Stenson has helped to ensure that Jormin's playing and writing has had a hearing over the last decade: the pianist brought him, for example, into the bands of Lloyd and Stanko, ensuring wider exposure. "I first heard Anders in the early 80s and I heard immediately that this guy had something special to say. I liked his beat. It was very individual and reminded me of that Indian instrument, the sarod. That kind of dry beat on the string. He's got that, unconsciously." This quality comes through on Stenson's "Bengali Blue" which, as its composer notes, "has a little Indian flavour."
The Stenson/Christensen association was initiated in 1969 when the pianist and drummer came together for a recording session under the aegis of Swedish trumpeter Jan Allan and since then they have been very frequent partners. "It's impossible to be the 'leader' of a group with Christensen in it," Stenson says, affectionately. "If anybody's the boss in a playing situation it's probably him, because you never know what he's going to get up to. He's definitely the most unpredictable element, but we can all go our different ways."

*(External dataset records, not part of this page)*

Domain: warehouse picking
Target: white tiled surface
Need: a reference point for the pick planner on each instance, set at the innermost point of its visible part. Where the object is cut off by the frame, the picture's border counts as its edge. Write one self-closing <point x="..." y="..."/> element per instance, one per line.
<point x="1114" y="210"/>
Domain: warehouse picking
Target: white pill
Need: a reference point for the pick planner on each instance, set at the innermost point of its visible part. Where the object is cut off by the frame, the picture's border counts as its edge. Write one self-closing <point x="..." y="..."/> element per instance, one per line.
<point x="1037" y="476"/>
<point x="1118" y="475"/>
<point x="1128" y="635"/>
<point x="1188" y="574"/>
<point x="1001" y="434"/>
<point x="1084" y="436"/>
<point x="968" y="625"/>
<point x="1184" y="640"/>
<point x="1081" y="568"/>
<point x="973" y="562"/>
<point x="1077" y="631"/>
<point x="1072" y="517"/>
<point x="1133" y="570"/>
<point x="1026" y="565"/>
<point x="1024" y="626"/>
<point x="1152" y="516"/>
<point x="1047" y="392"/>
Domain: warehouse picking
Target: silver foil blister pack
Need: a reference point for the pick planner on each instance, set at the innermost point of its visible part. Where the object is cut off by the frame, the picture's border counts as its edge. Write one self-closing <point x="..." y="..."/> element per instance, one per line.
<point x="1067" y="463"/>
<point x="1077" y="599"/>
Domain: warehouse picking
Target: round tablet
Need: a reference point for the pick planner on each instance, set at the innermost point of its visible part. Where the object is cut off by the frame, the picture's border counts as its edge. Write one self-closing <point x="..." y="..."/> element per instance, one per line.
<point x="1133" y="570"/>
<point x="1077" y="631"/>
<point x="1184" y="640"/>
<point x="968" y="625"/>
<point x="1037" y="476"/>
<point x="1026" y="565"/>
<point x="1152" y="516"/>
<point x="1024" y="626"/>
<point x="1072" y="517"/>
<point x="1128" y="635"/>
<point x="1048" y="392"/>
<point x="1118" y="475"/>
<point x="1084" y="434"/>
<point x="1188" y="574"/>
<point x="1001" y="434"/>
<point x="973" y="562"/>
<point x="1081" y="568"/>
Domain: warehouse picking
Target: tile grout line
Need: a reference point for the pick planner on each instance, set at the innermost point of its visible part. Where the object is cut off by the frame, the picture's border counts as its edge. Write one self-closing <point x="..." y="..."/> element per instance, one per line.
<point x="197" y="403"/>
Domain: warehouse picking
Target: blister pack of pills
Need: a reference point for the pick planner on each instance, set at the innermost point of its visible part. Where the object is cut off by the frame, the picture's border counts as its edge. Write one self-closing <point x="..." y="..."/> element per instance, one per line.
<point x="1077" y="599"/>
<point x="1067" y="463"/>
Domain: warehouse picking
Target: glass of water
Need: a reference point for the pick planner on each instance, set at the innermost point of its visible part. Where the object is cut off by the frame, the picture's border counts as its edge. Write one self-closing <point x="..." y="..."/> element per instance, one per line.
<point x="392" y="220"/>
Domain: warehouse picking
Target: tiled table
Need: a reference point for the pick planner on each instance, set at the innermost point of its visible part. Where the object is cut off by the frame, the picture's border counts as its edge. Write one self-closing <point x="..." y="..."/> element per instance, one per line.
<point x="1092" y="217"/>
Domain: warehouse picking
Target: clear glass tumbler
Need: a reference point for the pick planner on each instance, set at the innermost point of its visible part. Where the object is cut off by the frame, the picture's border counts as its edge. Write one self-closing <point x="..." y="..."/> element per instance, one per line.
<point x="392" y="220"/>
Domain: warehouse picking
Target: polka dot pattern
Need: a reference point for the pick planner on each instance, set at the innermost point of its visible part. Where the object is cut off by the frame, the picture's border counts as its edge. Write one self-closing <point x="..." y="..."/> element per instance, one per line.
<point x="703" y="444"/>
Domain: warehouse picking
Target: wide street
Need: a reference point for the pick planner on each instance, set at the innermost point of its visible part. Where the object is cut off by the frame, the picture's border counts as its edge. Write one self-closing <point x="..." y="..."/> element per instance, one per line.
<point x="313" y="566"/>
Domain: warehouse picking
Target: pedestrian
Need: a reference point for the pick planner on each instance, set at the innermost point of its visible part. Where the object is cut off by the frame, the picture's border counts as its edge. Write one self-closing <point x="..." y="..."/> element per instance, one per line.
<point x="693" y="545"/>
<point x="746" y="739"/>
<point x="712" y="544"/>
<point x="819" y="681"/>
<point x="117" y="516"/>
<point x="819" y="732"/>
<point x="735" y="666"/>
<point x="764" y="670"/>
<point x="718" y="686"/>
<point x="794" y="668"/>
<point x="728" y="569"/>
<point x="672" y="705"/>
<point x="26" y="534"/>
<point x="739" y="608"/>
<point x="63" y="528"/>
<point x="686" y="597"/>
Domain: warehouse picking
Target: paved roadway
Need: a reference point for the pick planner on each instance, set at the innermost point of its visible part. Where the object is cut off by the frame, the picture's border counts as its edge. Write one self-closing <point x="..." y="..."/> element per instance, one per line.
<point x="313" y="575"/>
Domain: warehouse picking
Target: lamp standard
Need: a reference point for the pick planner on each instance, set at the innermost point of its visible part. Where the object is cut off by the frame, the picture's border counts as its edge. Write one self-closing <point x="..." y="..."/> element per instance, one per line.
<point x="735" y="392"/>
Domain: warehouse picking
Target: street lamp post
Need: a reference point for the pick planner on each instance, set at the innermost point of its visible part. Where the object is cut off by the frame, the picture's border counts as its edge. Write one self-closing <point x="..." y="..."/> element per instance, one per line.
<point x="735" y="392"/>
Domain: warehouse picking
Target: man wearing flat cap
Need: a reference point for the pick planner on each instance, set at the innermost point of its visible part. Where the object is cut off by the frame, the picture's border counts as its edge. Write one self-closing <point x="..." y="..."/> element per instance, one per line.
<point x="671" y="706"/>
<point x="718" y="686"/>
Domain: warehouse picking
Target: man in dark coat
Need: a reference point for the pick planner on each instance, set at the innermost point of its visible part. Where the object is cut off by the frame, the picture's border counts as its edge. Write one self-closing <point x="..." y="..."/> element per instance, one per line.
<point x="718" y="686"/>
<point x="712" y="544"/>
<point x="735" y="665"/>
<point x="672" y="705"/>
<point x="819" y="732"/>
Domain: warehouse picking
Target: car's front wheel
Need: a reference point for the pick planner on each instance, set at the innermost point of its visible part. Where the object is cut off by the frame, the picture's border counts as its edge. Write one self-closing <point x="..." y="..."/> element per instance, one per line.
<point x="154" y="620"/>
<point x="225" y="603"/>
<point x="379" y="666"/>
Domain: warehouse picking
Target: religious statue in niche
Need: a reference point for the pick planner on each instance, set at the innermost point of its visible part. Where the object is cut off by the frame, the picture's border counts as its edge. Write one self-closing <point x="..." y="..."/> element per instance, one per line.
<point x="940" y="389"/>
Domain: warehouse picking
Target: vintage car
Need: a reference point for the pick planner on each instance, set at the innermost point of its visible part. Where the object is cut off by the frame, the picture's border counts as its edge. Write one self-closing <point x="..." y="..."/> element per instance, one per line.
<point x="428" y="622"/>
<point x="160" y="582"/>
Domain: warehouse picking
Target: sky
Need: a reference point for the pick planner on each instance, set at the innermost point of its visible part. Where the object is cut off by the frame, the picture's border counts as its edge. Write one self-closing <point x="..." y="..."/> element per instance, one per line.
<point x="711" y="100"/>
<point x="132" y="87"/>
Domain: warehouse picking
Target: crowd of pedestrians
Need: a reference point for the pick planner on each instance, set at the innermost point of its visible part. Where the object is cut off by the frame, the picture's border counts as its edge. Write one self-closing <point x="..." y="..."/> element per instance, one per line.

Christensen's waywardness is particularly evident on the closing track, Duke Ellington's "Melancholy". Stenson used to play this as a pensive solo piece. The trio's account of it may be the freest treatment the standard has received, as Jormin and Stenson chase Christensen's speeding drums and cymbals for most of the song's length. By Jon Christensen's reckoning (we confess that we've lost count) War Orphans is his 50th ECM session - reason enough to celebrate and cast propriety to the winds at its conclusion...
The Bobo Stenson Trio begins 1998 with concerts in Holland and France. An extensive European tour is planned for later in the year.